I was afraid of rehab, I was really nervous and anxious of social situations in treatment, and being “forced” into groups and meetings, but at some point–the desperation to escape my misery overcame this anxiety.
This is what they call “the turning point.” This is the point of surrender. This is when I threw my hands up, essentially, and said to the world “I don’t care any more, I don’t care about me, or you, or anything at all. I don’t care about my anxiety, about being nervous, about looking silly to others, about being judged, I don’t care about any of it.”
And that was the moment that I became willing to ask for help. To go to rehab. To face my peers, to face some groups, to face the meetings.
I was just so miserable in my addiction that I just didn’t care any more.
And that was the day my life changed forever.
Treatment left my introversion intact
Early in my recovery, a therapist tried to tell me that I was going to have to open up, emotionally, in front of groups of people, if I was going to be successful in long term sobriety.
It turns out she was wrong.
I now have 24 years of continuous sobriety while embracing the principles of the Introverted Recovery program and minimizing social pressure.
I don’t go to meetings. I don’t share in groups. And I haven’t done so for 99% of my recovery journey. In the beginning I went to inpatient treatment, and I endured a few meetings, and some groups, but I quickly found my own path. And I was terrified that I would fail, but I used that fear to propel me into massive action.
And I started to experiment and figure out what really kept people clean and sober.

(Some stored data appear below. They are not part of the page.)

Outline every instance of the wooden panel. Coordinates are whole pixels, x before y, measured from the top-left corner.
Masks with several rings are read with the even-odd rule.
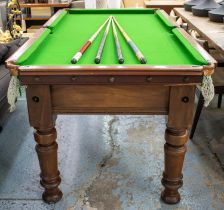
[[[168,127],[190,128],[193,120],[195,86],[174,86],[170,90]]]
[[[55,85],[56,113],[167,113],[169,87],[150,85]]]
[[[104,75],[74,75],[74,76],[22,76],[23,85],[197,85],[201,83],[202,75],[199,76],[104,76]]]
[[[38,129],[52,129],[54,118],[51,110],[50,87],[48,85],[29,85],[26,97],[30,125]]]

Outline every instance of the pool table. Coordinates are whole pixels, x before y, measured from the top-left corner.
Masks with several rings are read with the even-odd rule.
[[[147,64],[139,63],[119,31],[125,62],[118,63],[112,28],[100,64],[94,58],[103,31],[80,61],[72,64],[73,55],[110,15],[141,49]],[[26,86],[45,202],[62,197],[58,114],[168,115],[161,198],[169,204],[180,201],[195,87],[204,75],[212,74],[215,61],[163,10],[60,10],[6,65]]]

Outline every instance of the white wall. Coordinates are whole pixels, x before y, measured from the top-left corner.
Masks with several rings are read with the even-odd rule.
[[[86,9],[120,8],[121,0],[85,0]]]
[[[85,0],[86,9],[96,9],[96,0]]]
[[[108,8],[121,8],[121,0],[107,0]]]

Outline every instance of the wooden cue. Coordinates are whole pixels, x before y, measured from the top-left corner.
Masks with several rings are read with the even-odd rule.
[[[144,55],[142,54],[142,52],[138,49],[138,47],[136,46],[136,44],[131,40],[131,38],[128,36],[128,34],[120,26],[120,24],[117,22],[117,20],[115,19],[115,17],[113,17],[113,19],[114,19],[114,22],[116,23],[117,27],[121,31],[122,35],[124,36],[125,40],[127,41],[127,43],[129,44],[129,46],[131,47],[132,51],[135,53],[136,57],[140,61],[140,63],[141,64],[146,64],[147,61],[146,61]]]
[[[112,27],[113,27],[113,33],[114,33],[114,40],[115,40],[115,43],[116,43],[118,61],[119,61],[120,64],[123,64],[124,63],[124,58],[123,58],[123,55],[122,55],[122,52],[121,52],[121,45],[119,43],[119,39],[118,39],[118,36],[117,36],[117,30],[116,30],[113,18],[112,18]]]
[[[106,29],[104,31],[104,34],[103,34],[102,41],[100,43],[100,47],[98,49],[98,52],[97,52],[97,55],[96,55],[96,58],[95,58],[95,63],[96,64],[100,63],[101,56],[102,56],[102,53],[103,53],[103,48],[105,46],[107,35],[108,35],[109,29],[110,29],[111,20],[112,20],[112,16],[110,16],[110,20],[108,21],[107,27],[106,27]]]
[[[82,55],[85,53],[85,51],[89,48],[89,46],[93,43],[93,41],[96,39],[100,31],[103,29],[103,27],[106,25],[107,21],[110,20],[110,17],[107,18],[107,20],[99,27],[99,29],[91,36],[91,38],[82,46],[82,48],[77,52],[73,57],[71,62],[73,64],[76,64]]]

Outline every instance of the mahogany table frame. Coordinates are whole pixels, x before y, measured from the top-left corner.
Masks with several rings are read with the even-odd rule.
[[[168,15],[163,11],[164,15]],[[60,14],[56,13],[47,27]],[[192,124],[195,87],[215,60],[183,29],[179,32],[208,61],[207,66],[18,66],[17,59],[46,30],[41,28],[7,61],[12,75],[26,85],[30,125],[35,128],[43,200],[62,197],[57,162],[57,114],[168,115],[165,131],[165,169],[161,194],[164,202],[180,201],[182,167]]]

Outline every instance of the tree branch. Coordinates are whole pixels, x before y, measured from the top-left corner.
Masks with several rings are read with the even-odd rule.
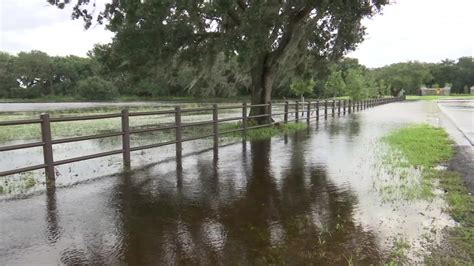
[[[247,9],[247,4],[245,3],[245,0],[237,0],[237,5],[240,7],[240,9],[245,10]]]

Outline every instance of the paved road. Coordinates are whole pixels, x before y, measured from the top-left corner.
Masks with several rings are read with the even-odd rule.
[[[456,154],[449,169],[459,172],[474,194],[474,101],[445,100],[437,103],[439,124],[455,141]]]
[[[438,106],[474,145],[474,100],[444,100]]]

I started to really pay attention to the “winners” in recovery, to see what they were actually doing–not what they were saying.
And then I started looking at various programs of recovery–not just AA and NA, or religious based programs, but also meditation based programs, exercise based programs, and a variety of other disciplines that had proved to be successful for others.
I was scrambling for solutions, because I knew that I did not want a social solution–I did not want group therapy, and I did not want to sit in AA meetings for the rest of my life.
And it worked. I was able to find success. 24 years later, I’m still going strong.
But yes–I had to have help in the beginning. I could not go from zero to sixty without a little jump start at the beginning. And for me, that jump start was inpatient rehab.
It was a fear that I had to face in order to access the rewards of a lifetime of recovery. It has been well worth it.